Policyjna interwencja skończyła się niebezpiecznym incydentem. Mężczyzna, który wezwał policję, ruszył na funkcjonariuszy z młotem, widłami i nożem, próbował ich też pogryźć.
Zdarzenie miało miejsce w gminie Trawniki. 37-letni mężczyzna zadzwonił na numer alarmowy policji i powiedział, że zmieszał narkotyki z alkoholem, a teraz leży w śniegu i chce się zabić. Kiedy na miejsce przybyli funkcjonariusze, mężczyzna był wyraźnie pobudzony i agresywny. Miał założony na szyję sznur, a w rękach trzymał młot i nóż. Krzyczał też, że oblał się benzyną i się podpali.
W końcu zaczął grozić policjantom śmiercią. Chwycił leżące na ziemi widły i, wymachując trzymanymi przedmiotami, rzucił się w ich stronę. Policjantom udało się go obezwładnić. Podczas szamotaniny mężczyzna ich kopał, próbował gryźć, szarpał za mundury i pluł. Później wyszło na jaw, że pod kurtką miał także schowany sekator.

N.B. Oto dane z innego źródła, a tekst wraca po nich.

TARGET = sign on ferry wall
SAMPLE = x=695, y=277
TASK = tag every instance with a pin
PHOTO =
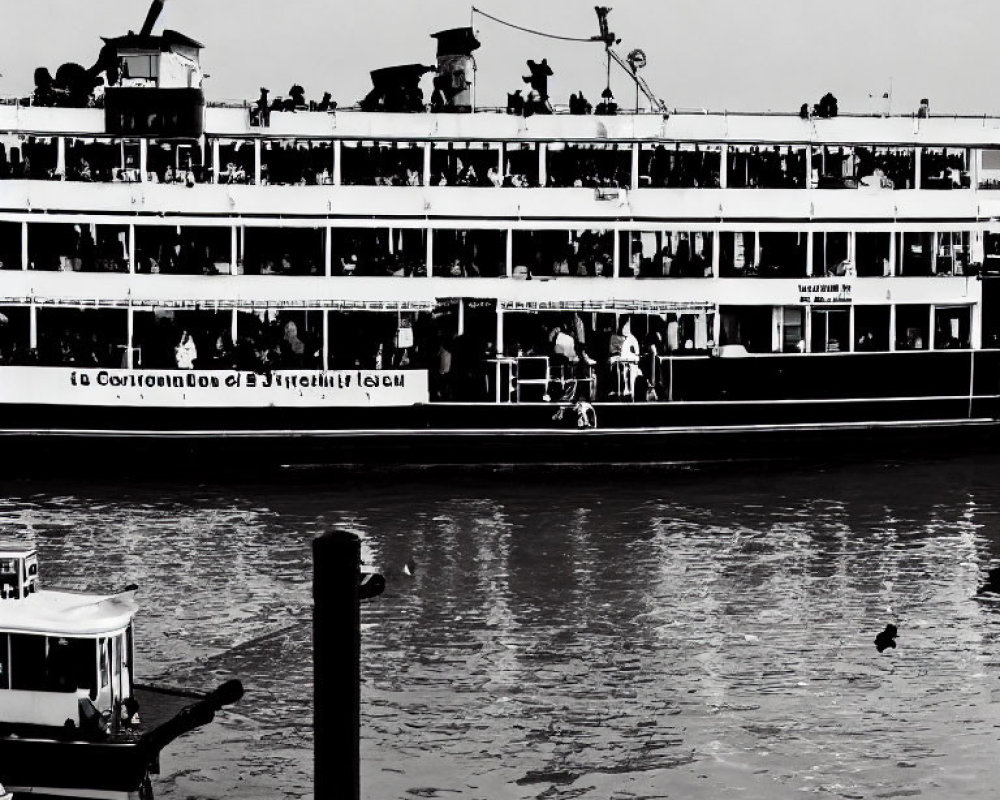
x=212, y=388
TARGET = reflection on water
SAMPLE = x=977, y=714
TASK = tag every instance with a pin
x=602, y=636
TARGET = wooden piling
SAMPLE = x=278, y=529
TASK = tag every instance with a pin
x=337, y=666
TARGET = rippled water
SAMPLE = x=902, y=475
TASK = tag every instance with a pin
x=604, y=635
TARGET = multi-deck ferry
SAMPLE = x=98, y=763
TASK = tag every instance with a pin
x=400, y=282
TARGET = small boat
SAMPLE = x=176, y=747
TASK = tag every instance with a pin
x=73, y=722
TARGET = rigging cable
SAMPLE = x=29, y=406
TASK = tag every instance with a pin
x=530, y=30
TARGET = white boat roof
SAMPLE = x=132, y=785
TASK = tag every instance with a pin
x=57, y=613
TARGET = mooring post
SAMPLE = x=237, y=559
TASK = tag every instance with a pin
x=337, y=666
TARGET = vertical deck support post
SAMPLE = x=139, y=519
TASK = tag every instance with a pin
x=336, y=665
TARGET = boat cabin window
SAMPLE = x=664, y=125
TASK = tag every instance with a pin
x=766, y=166
x=467, y=164
x=989, y=169
x=379, y=252
x=176, y=162
x=283, y=251
x=77, y=247
x=944, y=168
x=873, y=254
x=374, y=163
x=15, y=346
x=183, y=249
x=666, y=254
x=579, y=253
x=236, y=160
x=520, y=164
x=750, y=326
x=952, y=326
x=589, y=164
x=871, y=328
x=737, y=255
x=10, y=245
x=289, y=162
x=783, y=254
x=14, y=164
x=831, y=253
x=82, y=337
x=47, y=663
x=165, y=338
x=679, y=165
x=830, y=330
x=470, y=253
x=912, y=322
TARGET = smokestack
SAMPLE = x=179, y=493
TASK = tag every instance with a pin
x=155, y=9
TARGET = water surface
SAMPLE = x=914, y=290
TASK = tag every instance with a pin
x=600, y=635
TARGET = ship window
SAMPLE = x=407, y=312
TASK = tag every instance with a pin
x=944, y=168
x=372, y=163
x=783, y=254
x=589, y=164
x=666, y=254
x=872, y=254
x=737, y=254
x=470, y=253
x=144, y=66
x=583, y=253
x=466, y=164
x=4, y=661
x=679, y=165
x=951, y=327
x=912, y=322
x=917, y=249
x=871, y=328
x=830, y=330
x=766, y=167
x=14, y=345
x=749, y=326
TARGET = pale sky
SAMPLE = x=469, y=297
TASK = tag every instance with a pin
x=746, y=55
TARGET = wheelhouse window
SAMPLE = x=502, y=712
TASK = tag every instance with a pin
x=944, y=168
x=590, y=164
x=470, y=253
x=912, y=322
x=871, y=328
x=182, y=249
x=467, y=164
x=873, y=254
x=284, y=251
x=766, y=166
x=666, y=254
x=78, y=247
x=831, y=253
x=375, y=163
x=296, y=162
x=783, y=254
x=681, y=165
x=579, y=253
x=952, y=327
x=737, y=254
x=830, y=330
x=379, y=252
x=82, y=337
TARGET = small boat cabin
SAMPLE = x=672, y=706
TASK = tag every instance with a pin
x=65, y=657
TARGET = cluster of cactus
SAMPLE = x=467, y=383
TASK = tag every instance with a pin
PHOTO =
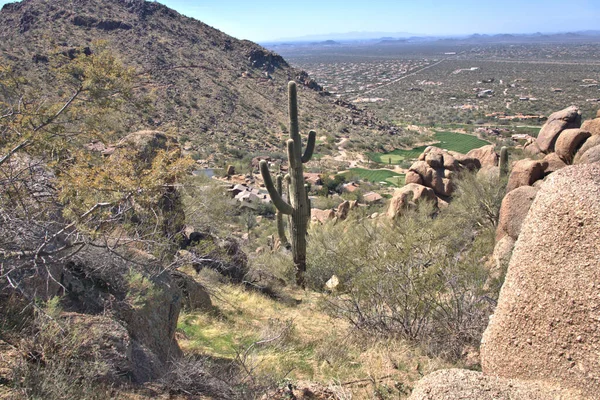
x=297, y=206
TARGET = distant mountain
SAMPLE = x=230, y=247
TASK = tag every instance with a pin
x=219, y=92
x=348, y=36
x=404, y=37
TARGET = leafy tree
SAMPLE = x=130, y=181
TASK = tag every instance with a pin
x=58, y=191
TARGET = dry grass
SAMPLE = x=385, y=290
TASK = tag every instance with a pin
x=290, y=343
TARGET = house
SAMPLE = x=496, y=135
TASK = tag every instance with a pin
x=351, y=187
x=372, y=198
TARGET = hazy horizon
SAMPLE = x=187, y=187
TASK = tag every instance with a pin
x=270, y=21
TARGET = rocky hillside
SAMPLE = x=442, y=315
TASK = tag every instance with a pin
x=218, y=92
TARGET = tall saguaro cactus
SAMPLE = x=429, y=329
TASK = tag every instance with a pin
x=298, y=207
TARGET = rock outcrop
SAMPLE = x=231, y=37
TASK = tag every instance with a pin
x=525, y=172
x=513, y=211
x=486, y=155
x=570, y=117
x=407, y=197
x=461, y=384
x=544, y=327
x=568, y=142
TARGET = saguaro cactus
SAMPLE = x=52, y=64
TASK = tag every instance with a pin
x=503, y=162
x=279, y=216
x=298, y=207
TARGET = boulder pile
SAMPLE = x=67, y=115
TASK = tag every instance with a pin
x=432, y=176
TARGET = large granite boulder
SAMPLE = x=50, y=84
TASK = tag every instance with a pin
x=592, y=125
x=554, y=163
x=461, y=384
x=592, y=141
x=568, y=142
x=513, y=211
x=545, y=324
x=407, y=197
x=525, y=172
x=591, y=156
x=486, y=155
x=570, y=117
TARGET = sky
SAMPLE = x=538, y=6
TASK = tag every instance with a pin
x=271, y=20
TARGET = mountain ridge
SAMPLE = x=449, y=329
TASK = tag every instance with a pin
x=219, y=93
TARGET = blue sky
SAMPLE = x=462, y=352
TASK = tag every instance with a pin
x=265, y=20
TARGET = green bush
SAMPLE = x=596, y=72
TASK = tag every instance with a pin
x=421, y=278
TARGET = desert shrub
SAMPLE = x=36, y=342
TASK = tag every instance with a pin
x=56, y=364
x=421, y=278
x=206, y=205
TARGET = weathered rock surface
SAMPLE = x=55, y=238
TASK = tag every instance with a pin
x=513, y=211
x=501, y=256
x=545, y=324
x=408, y=197
x=532, y=149
x=413, y=177
x=525, y=172
x=321, y=216
x=570, y=117
x=461, y=384
x=343, y=210
x=568, y=142
x=591, y=156
x=471, y=163
x=486, y=155
x=435, y=170
x=592, y=141
x=592, y=126
x=193, y=295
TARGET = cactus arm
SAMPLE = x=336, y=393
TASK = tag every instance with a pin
x=503, y=162
x=308, y=203
x=279, y=203
x=279, y=215
x=293, y=109
x=310, y=147
x=291, y=147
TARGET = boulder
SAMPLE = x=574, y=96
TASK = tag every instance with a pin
x=570, y=117
x=554, y=163
x=342, y=210
x=592, y=141
x=461, y=384
x=194, y=295
x=420, y=167
x=434, y=159
x=450, y=163
x=408, y=197
x=591, y=156
x=321, y=216
x=592, y=126
x=489, y=171
x=545, y=324
x=413, y=177
x=486, y=155
x=513, y=211
x=568, y=142
x=144, y=300
x=471, y=163
x=532, y=149
x=501, y=256
x=525, y=172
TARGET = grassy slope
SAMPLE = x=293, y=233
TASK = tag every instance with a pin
x=445, y=140
x=379, y=175
x=316, y=347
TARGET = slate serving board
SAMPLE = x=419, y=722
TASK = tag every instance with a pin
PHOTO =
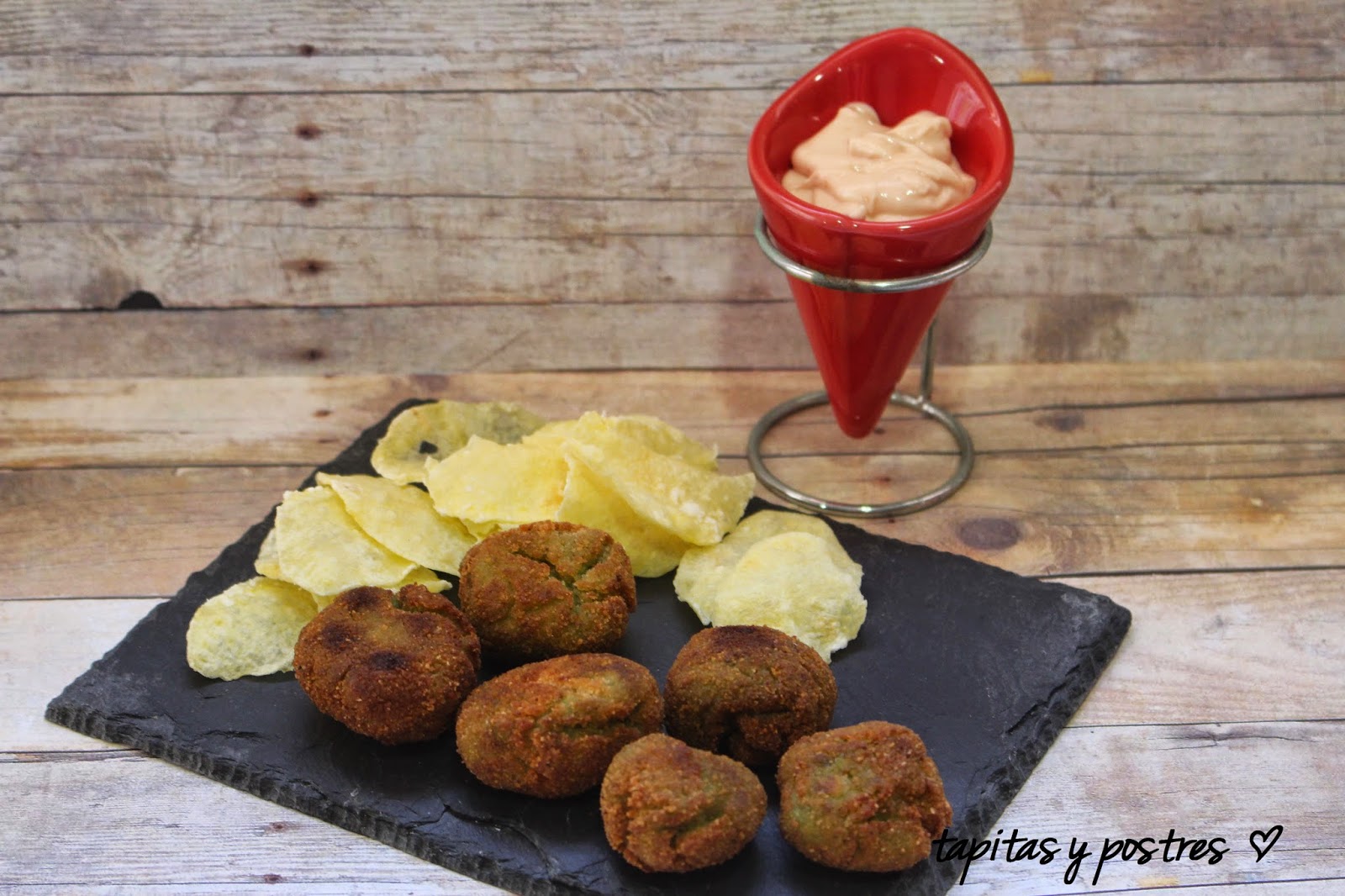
x=985, y=665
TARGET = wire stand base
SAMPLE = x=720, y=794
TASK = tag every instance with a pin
x=921, y=403
x=966, y=454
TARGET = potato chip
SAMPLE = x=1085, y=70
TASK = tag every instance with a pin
x=693, y=503
x=651, y=432
x=419, y=576
x=248, y=630
x=323, y=551
x=435, y=430
x=403, y=519
x=490, y=483
x=652, y=551
x=268, y=556
x=780, y=569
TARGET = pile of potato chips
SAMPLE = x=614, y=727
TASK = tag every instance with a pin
x=448, y=475
x=780, y=569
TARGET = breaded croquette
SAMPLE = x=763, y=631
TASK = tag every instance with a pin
x=748, y=692
x=862, y=798
x=548, y=588
x=393, y=667
x=551, y=728
x=672, y=808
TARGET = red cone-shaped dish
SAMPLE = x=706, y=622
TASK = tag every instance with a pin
x=864, y=342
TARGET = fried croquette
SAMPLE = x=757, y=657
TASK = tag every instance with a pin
x=748, y=692
x=862, y=798
x=551, y=728
x=548, y=588
x=672, y=808
x=392, y=667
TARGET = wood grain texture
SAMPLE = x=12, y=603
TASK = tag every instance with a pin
x=1143, y=224
x=1199, y=467
x=1235, y=779
x=148, y=46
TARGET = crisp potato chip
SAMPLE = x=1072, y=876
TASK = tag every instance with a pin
x=419, y=576
x=268, y=556
x=490, y=483
x=323, y=551
x=652, y=551
x=693, y=503
x=403, y=519
x=790, y=582
x=435, y=430
x=651, y=432
x=779, y=569
x=248, y=630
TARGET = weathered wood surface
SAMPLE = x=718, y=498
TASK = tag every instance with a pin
x=1071, y=477
x=483, y=188
x=346, y=205
x=1215, y=490
x=252, y=46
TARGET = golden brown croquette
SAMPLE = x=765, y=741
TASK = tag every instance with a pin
x=748, y=692
x=392, y=667
x=862, y=798
x=672, y=808
x=551, y=728
x=548, y=588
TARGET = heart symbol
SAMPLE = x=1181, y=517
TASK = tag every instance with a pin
x=1266, y=837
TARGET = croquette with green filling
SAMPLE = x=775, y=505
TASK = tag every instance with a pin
x=672, y=808
x=551, y=728
x=392, y=667
x=548, y=588
x=862, y=798
x=748, y=692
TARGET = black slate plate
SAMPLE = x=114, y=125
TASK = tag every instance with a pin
x=985, y=665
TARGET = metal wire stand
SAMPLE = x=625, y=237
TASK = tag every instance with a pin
x=921, y=403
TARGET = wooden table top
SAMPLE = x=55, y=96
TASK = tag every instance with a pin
x=233, y=237
x=1207, y=498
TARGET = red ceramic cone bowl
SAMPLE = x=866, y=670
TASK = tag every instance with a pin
x=864, y=342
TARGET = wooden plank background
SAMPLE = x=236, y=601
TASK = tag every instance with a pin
x=343, y=205
x=484, y=185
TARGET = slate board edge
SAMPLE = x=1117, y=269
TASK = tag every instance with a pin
x=1048, y=720
x=67, y=710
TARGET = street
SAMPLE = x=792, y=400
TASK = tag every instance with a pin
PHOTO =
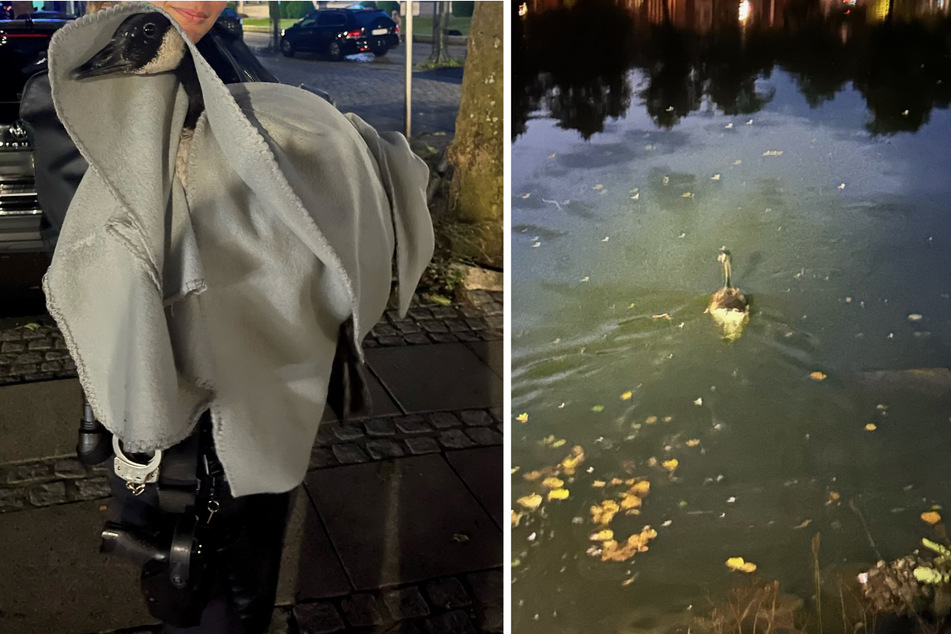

37-latek trafił do policyjnego aresztu. Tam okazało się, że był wielokrotnie notowany w policyjnych kartotekach. Tym razem usłyszał zarzut czynnej napaści na funkcjonariuszy i ich znieważenia, a sąd zdecydował, że trzy najbliższe miesiące spędzi w areszcie tymczasowym. Grozi mu do 10 lat więzienia.